Tumor necrosis factor (TNF)-related apoptosis-inducing ligand (TRAIL) selectively induces apoptosis of tumor cells but not most normal cells. Its roles in normal nontransformed tissues are not clear. To explore the potential roles of TRAIL in type 1 diabetes, we examined the consequences of TRAIL blockade or TRAIL deficiency in two animal models of autoimmune diabetes. In the first model, NOD mice received an injection of a soluble TRAIL receptor to block TRAIL function. This significantly accelerated the diabetes and increased the degree of autoimmune inflammation in both pancreatic islets and salivary glands. The GAD65-specific immune responses were also significantly enhanced in animals that received the soluble TRAIL receptor.
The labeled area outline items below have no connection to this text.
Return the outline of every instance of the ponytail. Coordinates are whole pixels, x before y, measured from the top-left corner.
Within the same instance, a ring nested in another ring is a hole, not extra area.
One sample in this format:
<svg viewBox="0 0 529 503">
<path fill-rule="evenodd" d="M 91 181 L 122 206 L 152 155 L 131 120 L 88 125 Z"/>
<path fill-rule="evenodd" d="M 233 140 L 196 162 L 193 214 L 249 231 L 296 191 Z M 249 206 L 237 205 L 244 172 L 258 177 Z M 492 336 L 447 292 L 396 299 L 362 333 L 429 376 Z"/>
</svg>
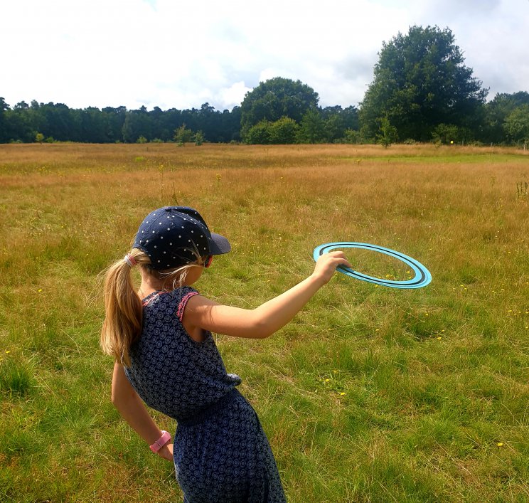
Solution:
<svg viewBox="0 0 529 503">
<path fill-rule="evenodd" d="M 130 365 L 130 346 L 141 332 L 143 311 L 141 300 L 132 282 L 131 266 L 150 262 L 146 253 L 133 248 L 108 268 L 105 278 L 105 317 L 101 347 L 104 353 L 125 366 Z"/>
</svg>

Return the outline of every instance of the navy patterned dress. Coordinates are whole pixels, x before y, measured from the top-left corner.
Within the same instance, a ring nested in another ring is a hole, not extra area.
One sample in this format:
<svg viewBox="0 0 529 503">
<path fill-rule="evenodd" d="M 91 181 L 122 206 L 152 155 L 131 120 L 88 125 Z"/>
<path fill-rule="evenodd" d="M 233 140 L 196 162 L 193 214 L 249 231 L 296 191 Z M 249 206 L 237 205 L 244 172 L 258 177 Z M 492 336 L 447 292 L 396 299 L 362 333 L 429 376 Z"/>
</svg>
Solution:
<svg viewBox="0 0 529 503">
<path fill-rule="evenodd" d="M 174 465 L 186 503 L 285 502 L 255 411 L 227 374 L 210 332 L 191 339 L 182 317 L 190 287 L 144 300 L 143 329 L 125 374 L 143 401 L 176 420 Z"/>
</svg>

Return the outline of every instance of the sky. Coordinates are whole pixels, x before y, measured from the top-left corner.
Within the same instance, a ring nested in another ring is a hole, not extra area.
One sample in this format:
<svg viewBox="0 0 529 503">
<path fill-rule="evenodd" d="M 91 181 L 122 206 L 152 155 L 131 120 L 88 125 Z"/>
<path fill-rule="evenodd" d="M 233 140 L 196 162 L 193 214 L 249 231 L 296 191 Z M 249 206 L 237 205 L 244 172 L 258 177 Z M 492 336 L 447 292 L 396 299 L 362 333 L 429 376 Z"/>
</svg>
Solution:
<svg viewBox="0 0 529 503">
<path fill-rule="evenodd" d="M 358 106 L 383 41 L 449 28 L 497 92 L 529 92 L 529 0 L 2 0 L 0 96 L 13 107 L 231 110 L 273 77 Z"/>
</svg>

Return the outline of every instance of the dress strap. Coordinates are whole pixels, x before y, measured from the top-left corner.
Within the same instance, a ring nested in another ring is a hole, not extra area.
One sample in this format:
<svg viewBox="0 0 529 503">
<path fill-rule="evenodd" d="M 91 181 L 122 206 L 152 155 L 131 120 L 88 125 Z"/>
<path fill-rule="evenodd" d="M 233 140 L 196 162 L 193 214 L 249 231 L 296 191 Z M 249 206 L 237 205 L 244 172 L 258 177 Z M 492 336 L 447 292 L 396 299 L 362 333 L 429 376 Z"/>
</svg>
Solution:
<svg viewBox="0 0 529 503">
<path fill-rule="evenodd" d="M 188 301 L 189 299 L 191 299 L 192 297 L 194 297 L 195 295 L 198 295 L 198 292 L 196 290 L 191 290 L 191 292 L 188 292 L 183 297 L 182 297 L 182 300 L 178 303 L 178 308 L 176 311 L 176 316 L 178 317 L 178 319 L 181 322 L 182 318 L 183 317 L 183 312 L 186 309 L 186 306 L 187 305 Z"/>
</svg>

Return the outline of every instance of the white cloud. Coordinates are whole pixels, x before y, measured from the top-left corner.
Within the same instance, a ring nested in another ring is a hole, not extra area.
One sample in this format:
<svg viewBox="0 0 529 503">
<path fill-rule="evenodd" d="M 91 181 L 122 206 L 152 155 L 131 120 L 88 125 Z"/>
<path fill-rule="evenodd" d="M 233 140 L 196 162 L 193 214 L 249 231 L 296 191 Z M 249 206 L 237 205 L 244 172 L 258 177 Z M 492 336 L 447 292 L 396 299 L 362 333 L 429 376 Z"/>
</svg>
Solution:
<svg viewBox="0 0 529 503">
<path fill-rule="evenodd" d="M 529 90 L 527 0 L 16 0 L 2 14 L 10 105 L 223 110 L 276 76 L 357 105 L 383 41 L 413 24 L 449 26 L 491 97 Z"/>
</svg>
In the second model, we treated normal and TRAIL-deficient C57BL/6 mice with multiple low-dose streptozotocin to induce diabetes. We found that both the incidence and the degree of islet inflammation were significantly enhanced in TRAIL-deficient animals. On the basis of these observations, we conclude that TRAIL deficiency accelerates autoimmune diabetes and enhances autoimmune responses.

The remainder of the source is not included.